À Funai compete a "garantia aos povos indígenas isolados do exercício de sua liberdade e de suas atividades tradicionais sem a obrigatoriedade de contatá-los" (Estatuto da Funai - DECRETO nº 9.010, de 23 de Março de 2017). Esta política da "não obrigatoriedade do contato" tratou-se de uma mudança paradigmática na abordagem do índio pelo Estado. Vejo-a como acertada porque possibilita ao índio a sua autodeterminação, a sua autonomia no que se refere ao contato, ou não, com as sociedades nacional e internacional. A CGIIRC não pretende mudar essa perspectiva, mas temos muito a aprimorar os nossos mecanismos de monitoramento e localização, por exemplo. Há 114 registros de povos isolados em nosso conhecimento, sendo 28 reconhecidos como confirmados, 26 registros em estudo e a grande maioria, 60, apenas em nível de informação. Muitos são os desafios para que consigamos desenvolver as etapas de investigação dessas informações. Também nisso a pandemia impacta, posto que desde declarada, cessamos os planejamentos de incursões evitando aproximações que pudessem resultar em contágio. Resta-nos, neste contexto, a proteção territorial para restringir acessos e contatos perigosos.

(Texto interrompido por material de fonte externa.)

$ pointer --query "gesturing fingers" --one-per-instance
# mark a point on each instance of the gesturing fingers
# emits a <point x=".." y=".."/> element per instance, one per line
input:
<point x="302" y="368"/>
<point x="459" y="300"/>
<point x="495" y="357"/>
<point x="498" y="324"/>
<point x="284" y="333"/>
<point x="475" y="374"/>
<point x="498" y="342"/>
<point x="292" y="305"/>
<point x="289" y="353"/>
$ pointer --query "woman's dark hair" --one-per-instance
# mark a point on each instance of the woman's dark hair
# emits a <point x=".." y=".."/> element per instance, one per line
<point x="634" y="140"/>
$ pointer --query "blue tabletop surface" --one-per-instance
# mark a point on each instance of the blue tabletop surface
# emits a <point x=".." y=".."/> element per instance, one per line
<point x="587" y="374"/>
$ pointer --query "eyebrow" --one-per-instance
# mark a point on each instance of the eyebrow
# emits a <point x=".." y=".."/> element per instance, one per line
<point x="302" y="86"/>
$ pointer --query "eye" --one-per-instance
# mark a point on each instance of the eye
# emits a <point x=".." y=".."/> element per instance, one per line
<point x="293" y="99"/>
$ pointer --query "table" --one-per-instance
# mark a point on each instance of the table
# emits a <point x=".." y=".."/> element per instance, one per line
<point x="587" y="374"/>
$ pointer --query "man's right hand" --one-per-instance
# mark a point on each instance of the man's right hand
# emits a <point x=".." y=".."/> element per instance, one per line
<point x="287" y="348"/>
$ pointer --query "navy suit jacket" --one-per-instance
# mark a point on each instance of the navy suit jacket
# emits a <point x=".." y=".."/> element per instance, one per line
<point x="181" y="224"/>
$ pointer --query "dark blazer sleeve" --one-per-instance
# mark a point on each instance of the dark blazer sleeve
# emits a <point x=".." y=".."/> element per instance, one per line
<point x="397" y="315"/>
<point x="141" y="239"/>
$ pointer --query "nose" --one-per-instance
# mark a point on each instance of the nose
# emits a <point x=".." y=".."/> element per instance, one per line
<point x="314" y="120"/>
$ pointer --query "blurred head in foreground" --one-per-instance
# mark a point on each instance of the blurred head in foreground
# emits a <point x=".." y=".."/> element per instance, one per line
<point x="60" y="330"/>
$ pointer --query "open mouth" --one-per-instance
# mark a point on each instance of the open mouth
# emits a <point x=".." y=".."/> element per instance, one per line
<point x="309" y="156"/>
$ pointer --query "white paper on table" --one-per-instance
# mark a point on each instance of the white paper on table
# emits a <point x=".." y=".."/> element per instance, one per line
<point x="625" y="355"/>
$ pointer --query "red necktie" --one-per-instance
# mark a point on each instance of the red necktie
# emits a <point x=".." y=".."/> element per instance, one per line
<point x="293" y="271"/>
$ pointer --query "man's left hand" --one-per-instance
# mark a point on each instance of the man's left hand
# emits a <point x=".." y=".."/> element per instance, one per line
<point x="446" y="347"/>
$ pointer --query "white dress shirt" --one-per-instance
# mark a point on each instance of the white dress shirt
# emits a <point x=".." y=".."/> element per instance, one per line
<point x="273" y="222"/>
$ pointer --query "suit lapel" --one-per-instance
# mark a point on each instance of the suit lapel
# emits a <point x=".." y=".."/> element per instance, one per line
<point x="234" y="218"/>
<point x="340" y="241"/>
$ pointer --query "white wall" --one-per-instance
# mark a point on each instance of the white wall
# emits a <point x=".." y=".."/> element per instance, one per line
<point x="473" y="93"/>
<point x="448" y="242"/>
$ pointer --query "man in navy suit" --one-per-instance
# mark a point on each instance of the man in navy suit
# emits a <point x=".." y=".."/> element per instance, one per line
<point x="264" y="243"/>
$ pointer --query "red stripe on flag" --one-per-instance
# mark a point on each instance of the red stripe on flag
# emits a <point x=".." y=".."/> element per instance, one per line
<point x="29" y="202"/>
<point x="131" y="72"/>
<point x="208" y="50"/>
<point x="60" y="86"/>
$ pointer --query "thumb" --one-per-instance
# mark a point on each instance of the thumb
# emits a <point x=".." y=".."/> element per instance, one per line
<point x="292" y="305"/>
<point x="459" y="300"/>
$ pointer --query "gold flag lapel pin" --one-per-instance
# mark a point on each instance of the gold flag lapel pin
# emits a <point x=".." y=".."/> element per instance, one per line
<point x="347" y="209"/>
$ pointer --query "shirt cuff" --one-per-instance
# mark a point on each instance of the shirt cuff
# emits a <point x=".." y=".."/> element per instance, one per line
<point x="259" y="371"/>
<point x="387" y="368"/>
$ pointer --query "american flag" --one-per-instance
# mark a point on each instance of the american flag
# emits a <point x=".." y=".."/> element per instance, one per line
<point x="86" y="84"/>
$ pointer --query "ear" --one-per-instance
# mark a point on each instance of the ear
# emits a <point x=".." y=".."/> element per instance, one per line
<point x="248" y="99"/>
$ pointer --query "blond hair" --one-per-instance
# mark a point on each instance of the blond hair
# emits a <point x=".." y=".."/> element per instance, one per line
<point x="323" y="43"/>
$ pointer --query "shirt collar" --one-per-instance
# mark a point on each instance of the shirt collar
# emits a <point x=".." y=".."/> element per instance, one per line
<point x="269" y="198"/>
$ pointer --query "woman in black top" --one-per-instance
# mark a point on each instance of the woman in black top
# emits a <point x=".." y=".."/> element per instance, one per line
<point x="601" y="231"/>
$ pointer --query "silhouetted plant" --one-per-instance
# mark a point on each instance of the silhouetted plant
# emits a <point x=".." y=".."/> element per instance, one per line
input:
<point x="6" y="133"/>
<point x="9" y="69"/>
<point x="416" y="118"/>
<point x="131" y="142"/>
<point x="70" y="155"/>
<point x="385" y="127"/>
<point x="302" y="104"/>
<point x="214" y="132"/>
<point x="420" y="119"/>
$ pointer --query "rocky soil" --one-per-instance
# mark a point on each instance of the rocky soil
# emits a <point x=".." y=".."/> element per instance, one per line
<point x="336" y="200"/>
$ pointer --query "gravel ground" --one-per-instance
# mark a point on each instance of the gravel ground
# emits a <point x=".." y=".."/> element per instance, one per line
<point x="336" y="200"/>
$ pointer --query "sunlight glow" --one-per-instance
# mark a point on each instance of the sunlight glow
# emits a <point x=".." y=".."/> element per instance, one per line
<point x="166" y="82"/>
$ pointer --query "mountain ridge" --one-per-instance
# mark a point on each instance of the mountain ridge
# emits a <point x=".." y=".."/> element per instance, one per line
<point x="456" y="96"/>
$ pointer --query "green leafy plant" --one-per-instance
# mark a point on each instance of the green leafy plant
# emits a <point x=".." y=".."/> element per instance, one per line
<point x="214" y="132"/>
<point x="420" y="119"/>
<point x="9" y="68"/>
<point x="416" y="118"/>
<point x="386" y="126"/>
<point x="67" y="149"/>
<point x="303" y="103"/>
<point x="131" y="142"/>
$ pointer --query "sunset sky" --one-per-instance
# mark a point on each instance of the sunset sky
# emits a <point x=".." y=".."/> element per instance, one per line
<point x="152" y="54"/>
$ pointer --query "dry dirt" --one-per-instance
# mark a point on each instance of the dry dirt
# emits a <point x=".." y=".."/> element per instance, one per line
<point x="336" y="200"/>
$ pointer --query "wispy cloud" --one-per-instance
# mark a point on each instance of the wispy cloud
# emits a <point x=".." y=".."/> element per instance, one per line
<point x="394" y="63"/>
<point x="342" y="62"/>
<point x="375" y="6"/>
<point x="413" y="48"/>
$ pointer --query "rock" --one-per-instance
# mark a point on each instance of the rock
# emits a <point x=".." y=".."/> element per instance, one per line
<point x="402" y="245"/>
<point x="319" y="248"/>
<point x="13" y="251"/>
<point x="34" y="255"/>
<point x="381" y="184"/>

A sua nomeação para a CGIIRC foi alvo de inúmeras contestações, inclusive judiciais. Ao que o senhor atribui esses questionamentos?


A Funai tem esclarecido que minha nomeação se deve a minha capacitação profissional e acadêmica. Após a formação teológica, a experiência no campo me rendeu bom conhecimento da língua e da cultura de um povo indígena do Vale do Javari. Em seguida, obtive bacharelado em Antropologia, especialização em Antropologia Intercultural, mestrado em Ciências Sociais e doutorado em Ciências Humanas e Sociais, sempre abordando a temática indígena. Não resta dúvida que acadêmica e etnologicamente estou capacitado para a função e que a contestação, nunca ocorrida com coordenadores da CGIIRC que me antecederam, se deve, evidentemente, ao histórico de missionário evangélico, e, consequentemente, à minha confessionalidade, o que fere a Constituição brasileira (Art. 5º) e tratados como a Declaração Universal dos Direitos Humanos (Artigo XVIII) no tocante à liberdade de crença em um Estado laico.